Using the timeout dialog and clicking the Keep alive button generates a JS error

[Jagordon]

I think specifically this happens when synchroniseTabs is undefined or false, and when initialising the app without sessionActivityService even though it doesn't need it.

My initialisation: if ($TimeoutDialog) { new TimeoutDialog($TimeoutDialog).init(); }

my njk template: {{ hmrcTimeoutDialog ({ timeout: timeoutDialog.timeout, countdown: timeoutDialog.countdown, keepAliveUrl: timeoutDialog.keepAliveUrl, signOutUrl: timeoutDialog.signOutUrl, timeoutUrl: timeoutDialog.timeoutUrl, title: t("timeout-modal:heading"), message: t("timeout-modal:message"), keepAliveButtonText: t("timeout-modal:keepAliveButtonText"), signOutButtonText: t("timeout-modal:deleteAnswersButtonText"), language: language, synchroniseTabs: false }) }}.

The Error:

Uncaught TypeError: Cannot read properties of undefined (reading 'logActivity') at HTMLButtonElement.keepAliveAndClose (timeout.js?20.8.0:1:6262)

[oscarduignan]

Hey @Jagordon - thank you very much this is really useful feedback - I think we mostly think about how tax services use the library, so we've maybe not implemented stuff as defensively as we could have - rather than a type error it would probably have been better to have a "session activity service required" error

the config added alongside this only controls whether the timeout dialog on the page it's loaded will reset itself if it receives activity broadcast from other tabs that are open

the timeout dialog always tries to broadcast session activity - regardless of that setting - so a sessionActivityService is always required

you could copy how we init the session activity service from our all.js file and not pass the BrowserBroadcastChannel if you wanted it to actually do nothing

the reason we added this is that we see that hmrc services often have timeout urls that will clear the current session, and the architecture of most tax services is that they share a frontend session (even across service / team boundaries)

so someone opening a page in the background to check something and then not revisiting it until after the timeout (but continuing to use another tax service, and keeping their session alive) could cause them to be signed out unexpectedly when the background tab was redirected to the timeout url if it was destructive

if your service timeout page isn't destructive to the session, and visiting it doesn't keep the session alive, then I can see how you might not need this - because background pages timing out wouldn't impact other pages - they would just display a timeout error

in the team we're going to discuss how we can be a bit more careful / clear when something like this changes, even if on the surface it seems like for most of our users it's an internal api change and not one we normally think of as external

[oscarduignan]

going to close this for now in the hope that's given you what you need to resolve the issue, but feel free to post any further questions if you have any and we'll keep an eye out (as an aside, we're going to setup a slack alert so we get notified about issues raised more quickly in the future, because it took us a bit of time to respond to this, apologies)

[Jagordon]

Hi Oscar, thanks for the reply.

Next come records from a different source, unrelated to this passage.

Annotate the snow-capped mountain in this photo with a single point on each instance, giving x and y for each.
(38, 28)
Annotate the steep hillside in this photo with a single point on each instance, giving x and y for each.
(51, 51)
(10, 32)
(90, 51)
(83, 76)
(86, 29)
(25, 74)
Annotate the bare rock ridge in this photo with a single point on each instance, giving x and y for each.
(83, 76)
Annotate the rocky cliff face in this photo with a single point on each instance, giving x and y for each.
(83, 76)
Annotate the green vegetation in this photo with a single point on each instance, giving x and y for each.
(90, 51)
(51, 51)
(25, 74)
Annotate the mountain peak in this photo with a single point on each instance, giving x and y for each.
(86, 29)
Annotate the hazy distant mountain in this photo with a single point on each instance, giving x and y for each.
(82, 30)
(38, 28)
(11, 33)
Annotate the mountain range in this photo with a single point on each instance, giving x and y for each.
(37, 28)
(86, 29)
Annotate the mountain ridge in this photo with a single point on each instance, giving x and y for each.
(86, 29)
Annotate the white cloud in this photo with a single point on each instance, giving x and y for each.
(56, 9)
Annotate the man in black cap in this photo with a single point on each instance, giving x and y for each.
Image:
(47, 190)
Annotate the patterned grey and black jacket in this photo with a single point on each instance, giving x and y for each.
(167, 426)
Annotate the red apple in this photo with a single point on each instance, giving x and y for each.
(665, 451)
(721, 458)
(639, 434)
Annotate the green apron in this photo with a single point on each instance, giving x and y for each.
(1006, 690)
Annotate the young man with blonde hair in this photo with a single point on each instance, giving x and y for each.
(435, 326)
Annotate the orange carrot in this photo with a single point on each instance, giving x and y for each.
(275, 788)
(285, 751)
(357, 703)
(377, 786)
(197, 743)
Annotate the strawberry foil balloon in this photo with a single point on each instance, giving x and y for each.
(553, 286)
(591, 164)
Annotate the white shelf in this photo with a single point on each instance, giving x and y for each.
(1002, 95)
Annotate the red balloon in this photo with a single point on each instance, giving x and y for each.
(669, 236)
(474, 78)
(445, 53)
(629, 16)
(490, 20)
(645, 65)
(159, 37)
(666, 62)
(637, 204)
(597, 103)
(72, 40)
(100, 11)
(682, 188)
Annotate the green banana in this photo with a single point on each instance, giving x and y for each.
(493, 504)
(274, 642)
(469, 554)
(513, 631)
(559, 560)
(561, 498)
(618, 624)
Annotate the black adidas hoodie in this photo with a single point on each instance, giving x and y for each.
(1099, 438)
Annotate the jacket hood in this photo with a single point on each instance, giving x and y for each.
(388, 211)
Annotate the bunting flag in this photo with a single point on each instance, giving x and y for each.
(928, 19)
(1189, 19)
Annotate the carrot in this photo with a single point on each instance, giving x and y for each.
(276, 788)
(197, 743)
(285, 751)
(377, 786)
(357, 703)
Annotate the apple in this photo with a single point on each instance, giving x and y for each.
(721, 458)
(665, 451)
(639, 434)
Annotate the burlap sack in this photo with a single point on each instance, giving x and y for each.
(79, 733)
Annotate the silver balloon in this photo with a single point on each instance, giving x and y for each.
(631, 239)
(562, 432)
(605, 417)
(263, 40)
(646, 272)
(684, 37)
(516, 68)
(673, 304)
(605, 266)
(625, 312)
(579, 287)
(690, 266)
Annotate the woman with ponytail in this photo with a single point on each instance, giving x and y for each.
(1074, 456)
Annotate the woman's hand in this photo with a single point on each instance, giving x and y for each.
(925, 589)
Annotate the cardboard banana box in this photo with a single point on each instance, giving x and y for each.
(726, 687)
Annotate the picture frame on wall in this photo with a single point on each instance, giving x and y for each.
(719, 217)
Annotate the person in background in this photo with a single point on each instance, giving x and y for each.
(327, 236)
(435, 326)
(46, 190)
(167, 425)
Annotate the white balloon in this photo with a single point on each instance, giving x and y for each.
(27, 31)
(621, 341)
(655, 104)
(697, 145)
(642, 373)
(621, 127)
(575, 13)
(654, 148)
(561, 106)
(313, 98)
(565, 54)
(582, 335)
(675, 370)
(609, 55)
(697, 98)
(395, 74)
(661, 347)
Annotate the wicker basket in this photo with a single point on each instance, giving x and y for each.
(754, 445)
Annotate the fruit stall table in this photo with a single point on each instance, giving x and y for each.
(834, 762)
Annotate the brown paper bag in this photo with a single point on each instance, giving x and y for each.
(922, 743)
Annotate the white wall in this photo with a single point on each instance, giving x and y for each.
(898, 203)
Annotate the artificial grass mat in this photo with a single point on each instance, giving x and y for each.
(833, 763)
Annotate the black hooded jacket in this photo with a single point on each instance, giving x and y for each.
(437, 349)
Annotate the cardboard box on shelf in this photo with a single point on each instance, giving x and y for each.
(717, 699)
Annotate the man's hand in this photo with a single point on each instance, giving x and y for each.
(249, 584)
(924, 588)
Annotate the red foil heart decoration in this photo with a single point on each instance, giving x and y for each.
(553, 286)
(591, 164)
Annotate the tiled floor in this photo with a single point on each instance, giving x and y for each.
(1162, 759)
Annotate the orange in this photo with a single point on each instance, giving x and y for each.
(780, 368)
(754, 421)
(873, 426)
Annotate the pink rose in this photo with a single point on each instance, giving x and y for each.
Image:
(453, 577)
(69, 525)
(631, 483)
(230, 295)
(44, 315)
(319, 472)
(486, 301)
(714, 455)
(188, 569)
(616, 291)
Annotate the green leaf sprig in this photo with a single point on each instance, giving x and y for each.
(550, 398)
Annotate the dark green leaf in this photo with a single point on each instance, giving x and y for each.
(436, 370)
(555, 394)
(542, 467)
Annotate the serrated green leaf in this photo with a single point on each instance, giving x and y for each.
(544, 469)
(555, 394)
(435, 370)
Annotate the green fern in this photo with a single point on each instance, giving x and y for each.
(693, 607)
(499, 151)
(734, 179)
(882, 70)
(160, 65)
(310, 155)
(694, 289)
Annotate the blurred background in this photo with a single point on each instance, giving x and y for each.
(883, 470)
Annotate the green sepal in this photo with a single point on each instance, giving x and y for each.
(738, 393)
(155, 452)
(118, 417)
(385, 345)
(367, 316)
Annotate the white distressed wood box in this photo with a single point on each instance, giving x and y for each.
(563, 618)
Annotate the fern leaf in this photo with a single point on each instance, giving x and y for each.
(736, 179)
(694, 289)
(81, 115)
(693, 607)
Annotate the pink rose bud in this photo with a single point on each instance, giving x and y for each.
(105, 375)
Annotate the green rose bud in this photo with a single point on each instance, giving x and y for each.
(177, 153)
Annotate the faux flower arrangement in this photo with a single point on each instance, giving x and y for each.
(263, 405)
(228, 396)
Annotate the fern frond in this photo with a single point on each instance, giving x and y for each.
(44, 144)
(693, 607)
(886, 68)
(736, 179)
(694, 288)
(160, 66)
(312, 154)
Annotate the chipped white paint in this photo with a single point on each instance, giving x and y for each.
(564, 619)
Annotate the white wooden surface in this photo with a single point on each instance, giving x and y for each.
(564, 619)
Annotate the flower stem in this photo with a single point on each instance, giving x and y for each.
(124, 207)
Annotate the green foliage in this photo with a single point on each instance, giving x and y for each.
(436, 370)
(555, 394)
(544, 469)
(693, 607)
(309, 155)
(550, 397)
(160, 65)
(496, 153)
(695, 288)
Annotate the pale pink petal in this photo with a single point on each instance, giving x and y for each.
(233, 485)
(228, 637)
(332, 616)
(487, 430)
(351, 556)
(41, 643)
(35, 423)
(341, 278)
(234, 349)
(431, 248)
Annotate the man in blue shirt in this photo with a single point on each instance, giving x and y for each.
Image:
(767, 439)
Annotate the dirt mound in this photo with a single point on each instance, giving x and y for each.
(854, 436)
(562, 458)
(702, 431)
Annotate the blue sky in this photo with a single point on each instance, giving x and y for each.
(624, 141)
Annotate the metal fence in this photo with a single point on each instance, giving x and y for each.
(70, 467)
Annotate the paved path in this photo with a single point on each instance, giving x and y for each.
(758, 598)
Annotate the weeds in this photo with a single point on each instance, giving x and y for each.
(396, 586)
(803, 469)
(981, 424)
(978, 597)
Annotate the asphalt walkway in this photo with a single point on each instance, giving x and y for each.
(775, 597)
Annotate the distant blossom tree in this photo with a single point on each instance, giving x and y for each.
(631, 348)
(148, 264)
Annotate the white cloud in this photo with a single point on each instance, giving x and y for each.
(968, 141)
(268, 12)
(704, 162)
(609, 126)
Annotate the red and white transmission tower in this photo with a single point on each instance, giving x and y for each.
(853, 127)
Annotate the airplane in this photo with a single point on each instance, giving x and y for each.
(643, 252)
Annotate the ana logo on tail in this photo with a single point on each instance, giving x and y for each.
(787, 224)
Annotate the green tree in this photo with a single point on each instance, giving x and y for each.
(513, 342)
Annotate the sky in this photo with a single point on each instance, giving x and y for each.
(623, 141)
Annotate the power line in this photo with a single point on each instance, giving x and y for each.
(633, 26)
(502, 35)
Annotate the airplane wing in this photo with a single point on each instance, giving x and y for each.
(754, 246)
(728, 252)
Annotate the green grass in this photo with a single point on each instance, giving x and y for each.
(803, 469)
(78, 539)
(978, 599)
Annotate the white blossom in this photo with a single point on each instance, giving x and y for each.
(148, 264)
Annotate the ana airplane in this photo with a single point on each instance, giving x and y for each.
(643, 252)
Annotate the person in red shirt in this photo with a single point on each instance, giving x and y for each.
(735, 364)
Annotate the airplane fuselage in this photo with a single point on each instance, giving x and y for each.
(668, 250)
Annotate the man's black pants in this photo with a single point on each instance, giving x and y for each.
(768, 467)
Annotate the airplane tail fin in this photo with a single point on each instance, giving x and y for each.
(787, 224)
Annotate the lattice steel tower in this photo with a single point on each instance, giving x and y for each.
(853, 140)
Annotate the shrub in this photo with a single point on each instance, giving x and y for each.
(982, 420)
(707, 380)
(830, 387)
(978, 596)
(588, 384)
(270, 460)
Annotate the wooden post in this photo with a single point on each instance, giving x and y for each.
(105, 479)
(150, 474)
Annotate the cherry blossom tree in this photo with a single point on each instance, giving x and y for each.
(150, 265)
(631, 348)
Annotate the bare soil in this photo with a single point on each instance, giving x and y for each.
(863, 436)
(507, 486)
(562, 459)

I understand the use case for it, but we have chosen not to use it (to be honest not 100% sure why, i inherited this project [maybe me going back and implementing the broadcast wouldn't hurt])

That said the broadcast is described as an optional feature that is not implemented as one. I would suggest that you either remove it as an optional feature and always add it into the timeout dialog, or stop the broadcast code firing if its optionally switched off.

[Jagordon]

Added an example MR

[oscarduignan]

Hey James, thank you for the PR, there's two parts to this though - the broadcasting of session activity is not an optional feature, it always happens - the optional feature is based on activity being broadcast from another tab, you can choose whether or not per-page you want to keep that pages timeout warning in sync with other tabs

So the API for instantiating the timeout dialog is now like this

  const sessionActivityService = new SessionActivityService(window.BroadcastChannel);

  sessionActivityService.logActivity();

  const $TimeoutDialog = document.querySelector('meta[name="hmrc-timeout-dialog"]');

  if ($TimeoutDialog) {
    new TimeoutDialog($TimeoutDialog, sessionActivityService).init();
  }

and if you didn't want to actually broadcast anything for some reason, then you could instantiate it like this

  const $TimeoutDialog = document.querySelector('meta[name="hmrc-timeout-dialog"]');

  if ($TimeoutDialog) {
    new TimeoutDialog($TimeoutDialog, new SessionActivityService()).init();
  }

so not pass a broadcast channel to the session activity service - where in the session activity service we check if there's a broadcast channel passed in and if there isn't then we do nothing

[Jagordon]

If its not optional you should refactor your code to not allow it to be optional.

In the interim please consider my PR to fix the existing bug.